ACCESS_TOKEN = 'REPLACE_WITH_ACCESS_TOKEN'
phq = Client(access_token=ACCESS_TOKEN)
Live TV Events data is available through the Broadcasts API.
Events Coverage¶
The Broadcasts API returns each live sports broadcast for the following seven sports leagues in the US:
- NFL
- NBA
- NHL
- MLB
- D1 NCAA Basketball
- D1 NCAA Football
- MLS
(Only live games are included. There are no replays.)
Spacial Granularity¶
Data is available for the United States at a granularity of county level.
Features¶
Each broadcast is provided with predicted viewership at the US county level. Additional data is available about the event, such as physical location and duration.
Date Availability¶
January 1, 2018 to 2 weeks into the future.
Support Functions¶
Each broadcast relates to a physical sports event from the PredictHQ events knowledge graph. Additional data about the actual event is also returned. For example: the league and sport of the broadcast are included within the event's labels field. The following functions make it easier to extract the sport and league for each broadcast.
def extract_matching_label(event_labels, labels_to_match):
"""
For each broadcast the league and sport type need to be
extracted.
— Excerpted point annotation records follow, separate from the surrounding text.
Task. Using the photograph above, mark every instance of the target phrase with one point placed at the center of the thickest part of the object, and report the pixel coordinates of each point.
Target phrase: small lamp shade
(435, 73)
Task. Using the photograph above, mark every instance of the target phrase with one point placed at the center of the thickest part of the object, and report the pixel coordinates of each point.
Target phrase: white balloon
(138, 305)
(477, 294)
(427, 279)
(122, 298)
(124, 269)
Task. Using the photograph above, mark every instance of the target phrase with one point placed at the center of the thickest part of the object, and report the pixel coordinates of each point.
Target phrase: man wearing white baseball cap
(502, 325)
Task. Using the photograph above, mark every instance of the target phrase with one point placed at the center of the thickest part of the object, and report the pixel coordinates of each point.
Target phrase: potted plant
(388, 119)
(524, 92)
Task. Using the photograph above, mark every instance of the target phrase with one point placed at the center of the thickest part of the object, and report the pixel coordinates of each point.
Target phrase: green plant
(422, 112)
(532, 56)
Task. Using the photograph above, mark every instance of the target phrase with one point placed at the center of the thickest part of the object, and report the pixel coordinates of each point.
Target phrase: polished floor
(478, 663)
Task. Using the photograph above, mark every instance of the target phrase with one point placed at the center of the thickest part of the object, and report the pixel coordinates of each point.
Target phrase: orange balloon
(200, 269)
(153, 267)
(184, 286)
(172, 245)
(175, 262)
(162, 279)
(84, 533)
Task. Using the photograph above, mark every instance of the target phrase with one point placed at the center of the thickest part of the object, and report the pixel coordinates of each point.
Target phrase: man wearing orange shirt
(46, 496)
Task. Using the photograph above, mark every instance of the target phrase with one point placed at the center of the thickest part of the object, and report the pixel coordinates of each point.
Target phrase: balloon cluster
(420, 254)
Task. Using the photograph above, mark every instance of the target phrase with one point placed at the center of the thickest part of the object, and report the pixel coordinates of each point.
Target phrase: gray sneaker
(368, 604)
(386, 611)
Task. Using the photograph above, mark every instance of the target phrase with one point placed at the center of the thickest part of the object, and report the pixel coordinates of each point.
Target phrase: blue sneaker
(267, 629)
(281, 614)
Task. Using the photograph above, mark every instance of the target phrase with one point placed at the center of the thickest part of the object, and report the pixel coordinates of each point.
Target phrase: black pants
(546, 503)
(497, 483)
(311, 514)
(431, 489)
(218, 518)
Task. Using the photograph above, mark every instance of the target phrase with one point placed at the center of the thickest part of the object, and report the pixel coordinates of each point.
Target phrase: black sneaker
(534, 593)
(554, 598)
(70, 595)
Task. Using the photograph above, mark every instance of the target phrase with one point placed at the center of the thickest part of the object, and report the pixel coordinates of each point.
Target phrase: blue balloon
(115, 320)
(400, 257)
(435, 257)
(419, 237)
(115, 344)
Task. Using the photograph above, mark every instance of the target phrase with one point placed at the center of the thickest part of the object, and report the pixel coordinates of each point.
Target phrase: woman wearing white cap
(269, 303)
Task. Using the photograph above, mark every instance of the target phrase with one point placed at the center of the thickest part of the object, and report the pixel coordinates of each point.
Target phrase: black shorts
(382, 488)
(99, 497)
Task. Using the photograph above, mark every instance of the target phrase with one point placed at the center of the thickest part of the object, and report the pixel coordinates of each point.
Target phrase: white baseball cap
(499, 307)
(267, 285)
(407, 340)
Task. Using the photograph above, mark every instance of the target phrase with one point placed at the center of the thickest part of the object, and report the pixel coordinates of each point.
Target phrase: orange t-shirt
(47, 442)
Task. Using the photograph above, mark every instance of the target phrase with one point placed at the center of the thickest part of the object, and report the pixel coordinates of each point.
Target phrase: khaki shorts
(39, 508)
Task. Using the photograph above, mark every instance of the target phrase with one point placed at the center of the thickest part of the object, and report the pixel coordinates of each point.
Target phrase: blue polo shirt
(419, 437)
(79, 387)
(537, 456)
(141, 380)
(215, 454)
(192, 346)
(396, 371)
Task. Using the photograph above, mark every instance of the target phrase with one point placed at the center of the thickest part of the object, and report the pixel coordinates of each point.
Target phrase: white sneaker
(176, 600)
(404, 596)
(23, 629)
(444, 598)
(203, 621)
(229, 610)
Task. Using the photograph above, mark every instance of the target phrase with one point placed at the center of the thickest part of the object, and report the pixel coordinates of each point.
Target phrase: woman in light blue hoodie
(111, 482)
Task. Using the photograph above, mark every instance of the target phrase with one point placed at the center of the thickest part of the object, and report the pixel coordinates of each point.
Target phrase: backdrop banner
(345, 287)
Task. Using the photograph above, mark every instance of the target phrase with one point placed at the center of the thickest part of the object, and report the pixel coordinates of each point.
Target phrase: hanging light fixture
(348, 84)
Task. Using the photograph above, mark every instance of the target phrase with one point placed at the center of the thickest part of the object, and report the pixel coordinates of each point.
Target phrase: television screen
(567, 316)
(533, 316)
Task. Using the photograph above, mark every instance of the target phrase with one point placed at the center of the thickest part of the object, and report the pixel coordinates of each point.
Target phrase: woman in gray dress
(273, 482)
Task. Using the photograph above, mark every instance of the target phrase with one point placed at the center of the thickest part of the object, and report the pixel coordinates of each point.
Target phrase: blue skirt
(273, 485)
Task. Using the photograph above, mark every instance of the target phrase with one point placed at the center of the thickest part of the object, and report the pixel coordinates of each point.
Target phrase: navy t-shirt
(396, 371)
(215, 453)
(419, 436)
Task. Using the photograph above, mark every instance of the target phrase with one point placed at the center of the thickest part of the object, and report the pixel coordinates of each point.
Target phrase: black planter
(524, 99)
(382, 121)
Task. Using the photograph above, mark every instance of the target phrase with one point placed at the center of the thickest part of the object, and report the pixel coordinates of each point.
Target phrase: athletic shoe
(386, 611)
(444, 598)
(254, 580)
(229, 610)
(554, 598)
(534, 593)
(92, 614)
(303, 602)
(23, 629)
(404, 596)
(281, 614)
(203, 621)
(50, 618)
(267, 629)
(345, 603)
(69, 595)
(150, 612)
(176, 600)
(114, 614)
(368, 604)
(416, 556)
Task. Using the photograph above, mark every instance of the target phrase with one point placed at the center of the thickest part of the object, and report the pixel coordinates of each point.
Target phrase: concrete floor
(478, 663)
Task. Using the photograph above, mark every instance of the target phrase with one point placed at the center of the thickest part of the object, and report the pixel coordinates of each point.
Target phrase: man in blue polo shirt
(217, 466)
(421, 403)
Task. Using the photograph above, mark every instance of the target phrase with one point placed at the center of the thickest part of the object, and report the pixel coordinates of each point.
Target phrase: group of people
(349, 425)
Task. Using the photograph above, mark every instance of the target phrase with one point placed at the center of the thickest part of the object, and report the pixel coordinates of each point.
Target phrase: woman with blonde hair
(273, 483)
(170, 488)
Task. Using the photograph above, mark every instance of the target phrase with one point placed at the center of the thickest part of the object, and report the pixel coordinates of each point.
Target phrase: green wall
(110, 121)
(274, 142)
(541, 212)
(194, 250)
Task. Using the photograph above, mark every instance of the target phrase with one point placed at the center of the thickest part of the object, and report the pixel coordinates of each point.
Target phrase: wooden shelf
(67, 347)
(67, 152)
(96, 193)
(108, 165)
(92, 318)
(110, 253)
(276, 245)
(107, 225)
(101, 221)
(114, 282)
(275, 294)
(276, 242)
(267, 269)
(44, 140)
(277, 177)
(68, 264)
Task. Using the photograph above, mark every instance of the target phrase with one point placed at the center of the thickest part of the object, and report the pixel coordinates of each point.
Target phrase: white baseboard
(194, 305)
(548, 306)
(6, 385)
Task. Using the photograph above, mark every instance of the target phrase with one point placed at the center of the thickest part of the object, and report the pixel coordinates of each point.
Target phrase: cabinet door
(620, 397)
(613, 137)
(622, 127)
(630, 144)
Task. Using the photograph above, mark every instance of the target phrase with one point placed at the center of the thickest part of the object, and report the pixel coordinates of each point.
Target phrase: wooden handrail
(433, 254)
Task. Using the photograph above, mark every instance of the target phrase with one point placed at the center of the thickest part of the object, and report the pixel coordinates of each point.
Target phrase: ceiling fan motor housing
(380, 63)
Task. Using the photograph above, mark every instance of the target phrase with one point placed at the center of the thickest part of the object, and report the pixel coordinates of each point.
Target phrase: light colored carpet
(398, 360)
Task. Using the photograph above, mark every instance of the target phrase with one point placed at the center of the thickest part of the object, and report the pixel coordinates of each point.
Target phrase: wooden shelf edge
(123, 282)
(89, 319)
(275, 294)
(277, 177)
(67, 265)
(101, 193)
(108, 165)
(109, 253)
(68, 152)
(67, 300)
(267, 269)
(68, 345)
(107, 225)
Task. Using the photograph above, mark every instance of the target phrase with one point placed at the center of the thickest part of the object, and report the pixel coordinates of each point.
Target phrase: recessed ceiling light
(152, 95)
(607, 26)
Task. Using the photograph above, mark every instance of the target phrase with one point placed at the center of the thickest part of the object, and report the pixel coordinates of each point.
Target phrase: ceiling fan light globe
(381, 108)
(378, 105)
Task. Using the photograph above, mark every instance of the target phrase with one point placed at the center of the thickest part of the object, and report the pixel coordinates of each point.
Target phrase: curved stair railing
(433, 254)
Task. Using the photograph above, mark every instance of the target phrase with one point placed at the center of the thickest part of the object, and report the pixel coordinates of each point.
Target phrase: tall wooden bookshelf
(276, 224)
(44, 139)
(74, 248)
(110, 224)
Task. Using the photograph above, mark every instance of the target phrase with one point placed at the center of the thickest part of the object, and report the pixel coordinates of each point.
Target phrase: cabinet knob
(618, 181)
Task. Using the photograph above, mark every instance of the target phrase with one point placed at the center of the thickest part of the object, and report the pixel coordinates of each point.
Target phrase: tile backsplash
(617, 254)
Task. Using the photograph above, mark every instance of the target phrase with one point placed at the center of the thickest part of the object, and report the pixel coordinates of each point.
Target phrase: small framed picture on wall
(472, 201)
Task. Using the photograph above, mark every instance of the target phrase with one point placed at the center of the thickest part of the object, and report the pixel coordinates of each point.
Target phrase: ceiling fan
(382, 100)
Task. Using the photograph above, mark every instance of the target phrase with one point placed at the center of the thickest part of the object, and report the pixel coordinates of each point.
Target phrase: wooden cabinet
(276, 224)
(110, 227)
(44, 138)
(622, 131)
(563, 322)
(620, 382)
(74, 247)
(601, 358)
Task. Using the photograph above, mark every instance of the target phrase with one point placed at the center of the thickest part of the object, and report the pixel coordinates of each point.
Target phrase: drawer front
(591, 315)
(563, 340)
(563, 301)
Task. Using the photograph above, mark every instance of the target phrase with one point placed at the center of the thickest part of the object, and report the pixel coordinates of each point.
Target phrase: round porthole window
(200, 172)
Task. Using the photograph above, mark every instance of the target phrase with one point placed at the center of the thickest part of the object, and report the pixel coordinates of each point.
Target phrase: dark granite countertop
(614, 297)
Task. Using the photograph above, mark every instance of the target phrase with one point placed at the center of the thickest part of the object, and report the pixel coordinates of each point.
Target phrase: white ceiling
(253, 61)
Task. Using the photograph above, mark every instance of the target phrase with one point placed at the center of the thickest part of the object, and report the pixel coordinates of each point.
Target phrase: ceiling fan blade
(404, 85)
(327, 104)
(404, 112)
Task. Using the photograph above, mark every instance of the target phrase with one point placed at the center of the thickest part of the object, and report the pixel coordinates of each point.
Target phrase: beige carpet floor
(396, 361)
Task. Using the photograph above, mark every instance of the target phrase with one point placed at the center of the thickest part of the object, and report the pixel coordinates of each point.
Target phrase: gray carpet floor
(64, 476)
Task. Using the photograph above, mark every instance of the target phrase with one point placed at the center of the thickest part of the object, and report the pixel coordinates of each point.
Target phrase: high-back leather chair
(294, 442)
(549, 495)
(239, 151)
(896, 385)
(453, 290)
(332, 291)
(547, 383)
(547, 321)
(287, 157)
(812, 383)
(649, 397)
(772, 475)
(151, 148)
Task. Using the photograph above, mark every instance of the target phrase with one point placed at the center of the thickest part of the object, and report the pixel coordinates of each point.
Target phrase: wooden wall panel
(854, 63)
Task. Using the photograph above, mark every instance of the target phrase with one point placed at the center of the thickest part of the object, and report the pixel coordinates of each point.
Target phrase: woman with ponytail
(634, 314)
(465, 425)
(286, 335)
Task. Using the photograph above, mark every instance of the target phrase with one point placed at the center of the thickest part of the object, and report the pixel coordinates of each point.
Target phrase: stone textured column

These labels are extracted from the labels.
As the order of the labels varies this look up is
required to compare to the frozenset of options.
"""
for label in labels_to_match:
if label in event_labels:
return label
return None
SPORTS = frozenset([
'american-football',
'baseball',
'basketball',
'ice-hockey',
'soccer',
])
LEAGUES = frozenset([
'mlb',
'mls',
'nba',
'ncaa',
'nfl',
'nhl',
])
def convert_timezone(row):
"""Convert event predicted end time to broadcast location timezone from the event timezone."""
event_end_naive = row['dates_event']['predicted_end_local']
event_timezone = pytz.timezone(row['dates_event']['timezone'])
event_end_localtime = event_timezone.localize(event_end_naive, is_dst=None)
event_end_utc = event_end_localtime.astimezone(pytz.utc)
broadcast_timezone = row['dates_broadcast']['timezone']
broadcast_end_localtime = event_end_utc.astimezone(pytz.timezone(broadcast_timezone))
row['predicted_end_time_broadcast_local'] = broadcast_end_localtime.replace(tzinfo=None)
return row
SDK Parameters¶
We will create a dictionary of notable parameters and walk through each of the settings to use in the SDK call.
parameters_dict = dict()
Viewership Limits phq_viewership__gte=100
¶
- We recommend filtering for broadcasts with a viewership greater than or equal to 100. This removes the smallest, noisiest broadcasts. This will remove a number of broadcasts. This is customizable to your use case.
parameters_dict.update(phq_viewership__gte=100)
Limits limit=500
¶
- When pulling historical data for a large time period many results are returned. To speed up the execution set
limit
to the highest available setting (500). By doing this each call to the API returns 500 results and this will generally speed up the time to retrieve large datasets.
parameters_dict.update(limit=500)
Location¶
There are two options available to specify a county of interest. The first is to use the place_id of the county. The second is to use a latitude and longitude somewhere within the county. If you provide both, they must both relate to the same county. It is recommended that you only provide one.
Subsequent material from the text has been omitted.